En uno de esos momentos fascinantes de Les plages... vemos -en la playa, dónde si no- a unos trapecistas ejecutando saltos mortales a cielo abierto, hasta el punto de volverse ingrávidos, como ángeles, porque el encuadre preciso -y prodigioso en su levedad- nos hace olvidar el marco que sugiere y sugestiona nuestra visión encantada... Entonces entra en campo Agnès y nos confiesa la fascinación que despertaba en ella el mundo del circo en los años de infancia. Digamos que el dispositivo de la puesta en escena -los trapecistas en la playa- nos devuelven una imagen -consciente o no- de la infancia y luego la propia cineasta comparte con nosotros, espectadores, la memoria del circo. Otras veces, opera al revés, nos plantea sus dudas a la hora de reconstruir una imagen de la infancia y nos dispone la atención para percibir la puesta en escena como una tentativa sobre la que ejercer una crítica textual. En ocasiones, nos presenta el dispositivo y su intención, y aun así, el encanto aflora con los poderes que sólo el cine puede desplegar. La mirada de Agnès esculpe la memoria como si de una materia plástica de tratara, como esas figurillas que hacíamos de niños con la masa de la empanada.
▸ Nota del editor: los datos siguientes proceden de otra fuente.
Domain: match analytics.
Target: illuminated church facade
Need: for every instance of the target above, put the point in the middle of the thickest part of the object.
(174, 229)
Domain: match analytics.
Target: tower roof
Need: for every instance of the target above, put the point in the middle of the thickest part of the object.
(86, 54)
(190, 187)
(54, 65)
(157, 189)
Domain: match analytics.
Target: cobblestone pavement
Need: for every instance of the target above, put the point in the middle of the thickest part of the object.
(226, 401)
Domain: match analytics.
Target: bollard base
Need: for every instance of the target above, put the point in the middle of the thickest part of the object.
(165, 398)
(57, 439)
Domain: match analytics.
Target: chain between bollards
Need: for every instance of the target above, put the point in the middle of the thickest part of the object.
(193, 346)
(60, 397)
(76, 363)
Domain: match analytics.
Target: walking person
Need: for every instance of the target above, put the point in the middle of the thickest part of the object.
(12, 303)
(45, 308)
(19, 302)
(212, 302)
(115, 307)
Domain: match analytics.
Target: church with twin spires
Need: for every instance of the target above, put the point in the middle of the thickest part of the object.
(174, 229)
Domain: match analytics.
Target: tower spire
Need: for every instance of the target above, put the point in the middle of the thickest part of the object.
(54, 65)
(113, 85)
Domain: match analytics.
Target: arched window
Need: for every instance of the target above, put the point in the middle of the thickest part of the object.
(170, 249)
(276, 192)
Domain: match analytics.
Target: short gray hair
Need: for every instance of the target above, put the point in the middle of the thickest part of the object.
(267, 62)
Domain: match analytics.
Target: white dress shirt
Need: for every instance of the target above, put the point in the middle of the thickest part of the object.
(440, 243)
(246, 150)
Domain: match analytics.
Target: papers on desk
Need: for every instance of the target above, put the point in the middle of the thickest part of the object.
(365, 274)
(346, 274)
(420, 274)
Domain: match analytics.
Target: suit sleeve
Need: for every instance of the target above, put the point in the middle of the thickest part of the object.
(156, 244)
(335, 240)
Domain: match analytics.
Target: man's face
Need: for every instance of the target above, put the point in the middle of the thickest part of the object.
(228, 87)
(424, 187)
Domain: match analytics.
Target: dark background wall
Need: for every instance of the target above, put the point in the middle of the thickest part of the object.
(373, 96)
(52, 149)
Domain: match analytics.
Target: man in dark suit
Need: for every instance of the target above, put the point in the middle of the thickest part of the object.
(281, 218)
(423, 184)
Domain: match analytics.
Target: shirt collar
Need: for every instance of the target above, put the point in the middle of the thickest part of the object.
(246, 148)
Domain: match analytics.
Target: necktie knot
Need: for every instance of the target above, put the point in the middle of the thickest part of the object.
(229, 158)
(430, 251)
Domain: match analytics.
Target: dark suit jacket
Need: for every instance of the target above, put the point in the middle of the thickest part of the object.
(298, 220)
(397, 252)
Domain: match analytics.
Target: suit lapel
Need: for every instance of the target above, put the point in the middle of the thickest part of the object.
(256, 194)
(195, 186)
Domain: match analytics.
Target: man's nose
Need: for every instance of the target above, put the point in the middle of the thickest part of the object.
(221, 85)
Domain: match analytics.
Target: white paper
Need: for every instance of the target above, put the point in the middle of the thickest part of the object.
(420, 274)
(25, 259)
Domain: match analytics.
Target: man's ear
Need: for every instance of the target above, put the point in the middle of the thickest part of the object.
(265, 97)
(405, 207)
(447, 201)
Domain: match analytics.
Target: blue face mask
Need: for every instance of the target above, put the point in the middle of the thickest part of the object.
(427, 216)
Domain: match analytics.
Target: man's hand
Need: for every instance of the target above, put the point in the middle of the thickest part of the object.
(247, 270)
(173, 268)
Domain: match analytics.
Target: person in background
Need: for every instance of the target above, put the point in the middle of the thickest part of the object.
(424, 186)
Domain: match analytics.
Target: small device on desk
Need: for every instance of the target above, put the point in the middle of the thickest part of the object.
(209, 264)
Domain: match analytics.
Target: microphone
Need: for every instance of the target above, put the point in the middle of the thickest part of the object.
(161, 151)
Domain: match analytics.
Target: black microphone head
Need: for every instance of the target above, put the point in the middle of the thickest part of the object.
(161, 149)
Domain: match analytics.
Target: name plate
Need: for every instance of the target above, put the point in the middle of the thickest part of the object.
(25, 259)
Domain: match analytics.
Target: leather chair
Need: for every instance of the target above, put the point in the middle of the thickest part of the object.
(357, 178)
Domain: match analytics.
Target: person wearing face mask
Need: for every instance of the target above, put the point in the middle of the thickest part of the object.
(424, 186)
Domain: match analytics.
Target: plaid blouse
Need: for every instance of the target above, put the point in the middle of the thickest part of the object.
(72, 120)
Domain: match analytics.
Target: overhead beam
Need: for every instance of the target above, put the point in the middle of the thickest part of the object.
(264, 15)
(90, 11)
Jacques Demy y Agnès Varda
A los 79 años, la vida de Agnès se amojona con no pocas ausencias, un rosario de pérdidas. Y de todas las pérdidas ninguna tan punzante como la de Jacques Demy, el director de Los paraguas de Cherburgo, el compañero con el que compartió tantas playas, cuya infancia reconstruyó en Jacques de Nantes, una infancia que emergía de o desembocaba en escenas de sus películas; y lo filma, cuando el final se acercaba, acariciándolo con la cámara, como si el pelo, la piel y el ojo fueran elementos de un paisaje, de una geografía del corazón. Todos los muertos conducen a Jacques, nos dice Agnès, y aun confiesa -a través de un tierno dispositivo escénico, en una playa, claro- el pellizco de los celos ante una pareja de amigos de su edad aún enamorados, porque ella y Jacques no pudieron envejecer juntos.
El aprendizaje de la fotografía, su vecino Alexander Calder -uno de sus primeros modelos-, su trabajo con Jean Vilar en el festival de Avignon, la nouvelle vague -Alain Resnais, Godard (al que consiguió filmar sin sus gafas oscuras en Cléo de 5 à 7)-, el mayo del 68 filmando a los Panteras Negras en Los Ángeles, las luchas feministas, la productora Ciné-Tamaris, sus películas, el amor por los gatos, la amistad con Chris Marker que sólo aparece bajo la silueta de un gato... episodios de la crónica de su tiempo que Agnès nos va desgranando en Les plages... La memoria enhebrándose con la Historia -también del Cine, y de la cinefilia- mientras la cineasta desanda el camino, y así la vemos retrocediendo, reculando, para llevarnos a las estancias -los escenarios, los lugares, las imágenes- del pasado. Sólo me queda la pena de que no haya evocado sus viajes a Portugal, sus fotografías de Lisboa, o ésta de Póvoa de Varzim en 1953 que bien merecía un hueco en su casa del cine.
Sofía Loren en Portugal
Aun así, gracias, Agnès. No es frecuente que Ángeles exclame al terminar de ver una película: ¡qué maravilla!